RsiteDB: a database of protein binding pockets that interact with RNA nucleotide bases

Alexandra Shulman-Peleg 1,*, Ruth Nussinov 2,3, Haim J Wolfson 1
PMCID: PMC2686467  PMID: 18953028

Abstract

We present a new database and an on-line search engine, which store and query the protein binding pockets that interact with single-stranded RNA nucleotide bases. The database consists of a classification of binding sites derived from protein–RNA complexes. Each binding site is assigned to a cluster of similar binding sites in other protein–RNA complexes. Cluster members share similar spatial arrangements of physico–chemical properties, thus can reveal novel similarity between proteins and RNAs with different sequences and folds. The clusters provide 3D consensus binding patterns important for protein–nucleotide recognition. The database search engine allows two types of useful queries: first, given a PDB code of a protein–RNA complex, RsiteDB can detail and classify the properties of the protein binding pockets accommodating extruded RNA nucleotides not involved in local RNA base pairing. Second, given an unbound protein structure, RsiteDB can perform an on-line structural search against the constructed database of 3D consensus binding patterns. Regions similar to known patterns are predicted to serve as binding sites. Alignment of the query to these patterns with their corresponding RNA nucleotides allows making unique predictions of the protein–RNA interactions at the atomic level of detail. This database is accessable at http://bioinfo3d.cs.tau.ac.il/RsiteDB.

INTRODUCTION

Understanding and predicting protein–RNA interactions at the atomic level is crucial for our ability to interfere with such processes as gene expression and regulation. Several works have classified protein–RNA interactions based on the sequences and folds of the corresponding protein (1–3) or RNA molecules (4–6). However, these do not always capture the similarity in the local regions which are responsible for protein–RNA recognition. These regions are important since even proteins of the same family can form different interactions with RNA nucleotides (7,8). By analyzing the amino acid composition in RNA binding sites, several successful methods for prediction of RNA binding regions were developed (9–12). However, there are only few methods (5) that distinguish between two main interaction types formed across protein–RNA interfaces: (i) interactions with the backbone of double-stranded RNA molecules; (ii) interactions with single-stranded RNA bases that are buried in the protein binding pockets (14).
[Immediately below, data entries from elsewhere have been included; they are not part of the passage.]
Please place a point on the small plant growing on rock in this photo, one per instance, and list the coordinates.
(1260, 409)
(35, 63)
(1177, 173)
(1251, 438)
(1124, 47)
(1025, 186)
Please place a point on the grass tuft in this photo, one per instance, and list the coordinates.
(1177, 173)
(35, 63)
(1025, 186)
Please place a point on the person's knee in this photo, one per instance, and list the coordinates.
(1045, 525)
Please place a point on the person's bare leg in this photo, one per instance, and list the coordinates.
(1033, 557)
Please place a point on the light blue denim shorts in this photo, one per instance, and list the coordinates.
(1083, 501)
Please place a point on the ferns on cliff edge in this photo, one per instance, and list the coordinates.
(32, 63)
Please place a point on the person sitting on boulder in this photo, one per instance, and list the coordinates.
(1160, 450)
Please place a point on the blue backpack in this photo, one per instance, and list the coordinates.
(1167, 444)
Here, we focus on the classification and prediction of protein interactions formed with single-stranded nucleotide bases. Sequences of such nucleotides, which are not involved in local base pairs and are extruded from the surrounding double-stranded helix were also termed extruded helical single strands and described as Structural Classification of RNA (SCOR) motifs (6,15). As estimated by the recent study of Ellis and Jones (16), the flexibility in the protein binding sites is not significant and should allow structural prediction of protein–RNA interaction. In our recent work (17), we investigated the protein binding pockets that accommodate extruded nucleotides. We observed that most of the protein interacting nucleotides are part of a consecutive fragment of at least two nucleotides, whose rings have significant interactions with the protein. Many such pairs were observed to share the same protein binding cavity and >30% of these pairs are π-stacked. We showed that the classification of the nucleotide and dinucleotide binding sites reveals similarities in patterns important in protein–RNA recognition. We further showed that searching for known binding patterns on the surface of a target protein allows the prediction of its dinucleotide binding sites with a high success rate (17).

Here, we present the RNA binding site Data Base (RsiteDB), which details and classifies the nucleotide and dinucleotide binding pockets from all known protein–RNA complexes. The database contains the 3D physico-chemical patterns that describe the main types of the interactions. The on-line search engine of RsiteDB allows to search these patterns in a query protein. This predicts the binding sites and the binding modes of RNA dinucleotide. The on-line structural search against the entire data set of 3D patterns takes only several minutes and provides an atomic level prediction of protein–RNA interactions.

RsiteDB overview

As illustrated in Figure 1, RsiteDB contains the nucleotide binding sites extracted from all known protein–RNA complexes. These binding sites are classified into clusters according to the spatial arrangement of the protein physico-chemical and geometrical properties. The created clusters provide a set of 3D consensus binding patterns, which represent the main types of protein–nucleotide interactions. This classification is useful both for the analysis of existing interactions and for prediction of unknown ones.

Figure 1.

Figure 1.

RsiteDB overview. An overview of RsiteDB infrastructure and modes of operations. RsiteDB is based on the classification of the 3D binding patterns extracted from all protein–RNA complexes. There are two ways to query RsiteDB. First, given a protein–RNA complex, RsiteDB analyzes and classifies its protein–nucleotide interactions. Second, given an unbound protein structure, RsiteDB predicts the regions that can function as dinucleotide binding sites.

The database search engine allows data retrieval or 3D searches with a query structure. The first option allows the analysis of existing complexes, we refer to it as RsiteDB analysis subsequently. This retrieves the properties and the similarities of nucleotide and dinucleotide binding sites stored in the database. The second option allows the prediction of novel interactions of unbound proteins. We refer to it as RsiteDB prediction. This is a different type of search algorithm which performs an online structural search of the query protein against the database of 3D-consensus binding patterns. The search algorithm is based on an efficient Geometric Hashing algorithm (18), which allows a simultaneous comparison to all of the database patterns (17). Regions that are structurally and physico-chemically similar to any of these patterns are predicted to serve as binding sites. The RNA nucleotides, bound to the top ranking patterns from the database, predict the binding modes of nucleotides to the query protein.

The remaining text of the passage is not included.